Friday, March 25, 2011

Standen trial: Australians imbeciles Dutch drug gang says

Geesche Jacobsen March 25, 2011

The Australian participants in an alleged conspiracy to import pseudoephedrine to Australia were regarded as "a bunch of imbeciles" by a Dutch drug syndicate.

The convicted British drug trafficker James Henry Kinch

The gang was allegedly organising a test shipment of rice from Pakistan - which arrived in Sydney on October 4, 2007 - ahead of another shipment that was allegedly intended to contain the real precursor.

Former Crime Commission investigator Mark Standen is accused of conspiring with informer James Kinch and businessman Bill Jalalaty to import the pseudoephedrine and to pervert the course of justice.

Mr Standen is also accused of taking part in the supply of 300 kilograms of the substance.

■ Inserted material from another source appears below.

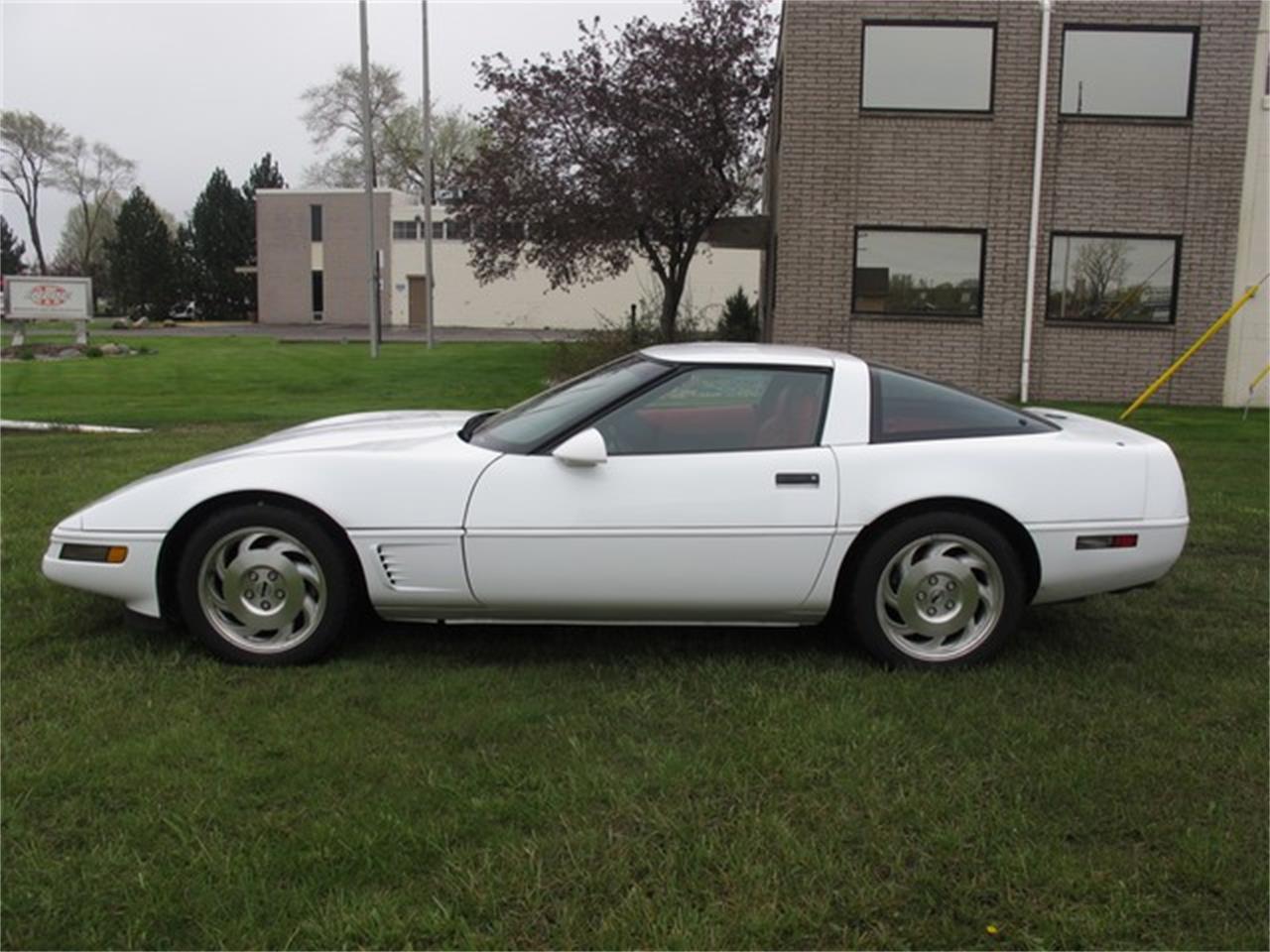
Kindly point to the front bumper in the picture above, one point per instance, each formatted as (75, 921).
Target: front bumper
(134, 580)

The Supreme Court heard yesterday that Mr Jalalaty had negotiated with the wrong people about the rice shipment while those he was meant to talk to complained about trouble contacting him.

The container remained on the wharf in Sydney amid confusion about the whereabouts of a payment Mr Jalalaty had made for the shipment and about the necessary documents needed to clear it.

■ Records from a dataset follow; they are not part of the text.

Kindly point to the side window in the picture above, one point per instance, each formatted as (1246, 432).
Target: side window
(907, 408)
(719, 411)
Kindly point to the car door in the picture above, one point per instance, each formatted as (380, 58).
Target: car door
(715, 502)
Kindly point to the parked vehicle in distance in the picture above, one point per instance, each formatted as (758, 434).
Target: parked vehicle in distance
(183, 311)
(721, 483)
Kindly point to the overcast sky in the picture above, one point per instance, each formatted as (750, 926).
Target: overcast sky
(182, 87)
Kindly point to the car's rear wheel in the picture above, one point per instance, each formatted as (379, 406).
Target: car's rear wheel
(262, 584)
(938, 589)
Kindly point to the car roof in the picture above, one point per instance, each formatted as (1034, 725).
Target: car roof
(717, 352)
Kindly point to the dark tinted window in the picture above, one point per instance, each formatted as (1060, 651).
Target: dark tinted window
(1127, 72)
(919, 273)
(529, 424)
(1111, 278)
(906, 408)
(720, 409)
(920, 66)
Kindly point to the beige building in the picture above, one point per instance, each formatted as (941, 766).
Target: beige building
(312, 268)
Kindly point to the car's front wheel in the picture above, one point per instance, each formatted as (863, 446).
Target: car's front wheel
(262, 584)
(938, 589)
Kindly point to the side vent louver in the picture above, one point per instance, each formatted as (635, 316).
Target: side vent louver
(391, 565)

Even after being told to contact only one man known as Rashid - who the court heard was actually a member of the Dutch syndicate - and to pay a particular account, Mr Jalalaty is repeatedly heard in telephone calls to his original contact, Raza.

This man attempts to persuade Mr Jalalaty to only deal with him, and pay only him.

In an email that Mr Kinch allegedly sent to Mr Jalalaty, he complains that "it seems that it's one stupid thing after another" and tells him their contacts were "ready to walk away".

"Do (asap) as he asks! Pay what he asks, fast, and we can sort everything out after."

Meanwhile, Mr Jalalaty repeatedly discusses his plans to import cheese, milk powder and pizza sauce.

The jury also heard Mr Standen being asked by his brother about Mr Jalalaty's involvement in a planned catering contract with James Packer's Macau casino.

In other emails tendered in court yesterday, Mr Standen allegedly discussed rumours with Mr Kinch about "some big players" having friends "here" or in the federal police.

Mr Standen also allegedly tells Mr Kinch that the stories, which people "shouldn't" be hearing, related to "Poms and others who live in Spain and Portugal".

The court heard that Mr Kinch, an Englishman, used to live in Portugal.

Such stories had been repeated several times and people had "stopped business because they had heard things", Mr Standen allegedly wrote.

In reply, Mr Kinch allegedly assured Mr Standen he had not spoken to anyone and did not move "in them circles".

"Why they bring my name into conversations I do not know," he allegedly wrote in another draft email in a shared hotmail account.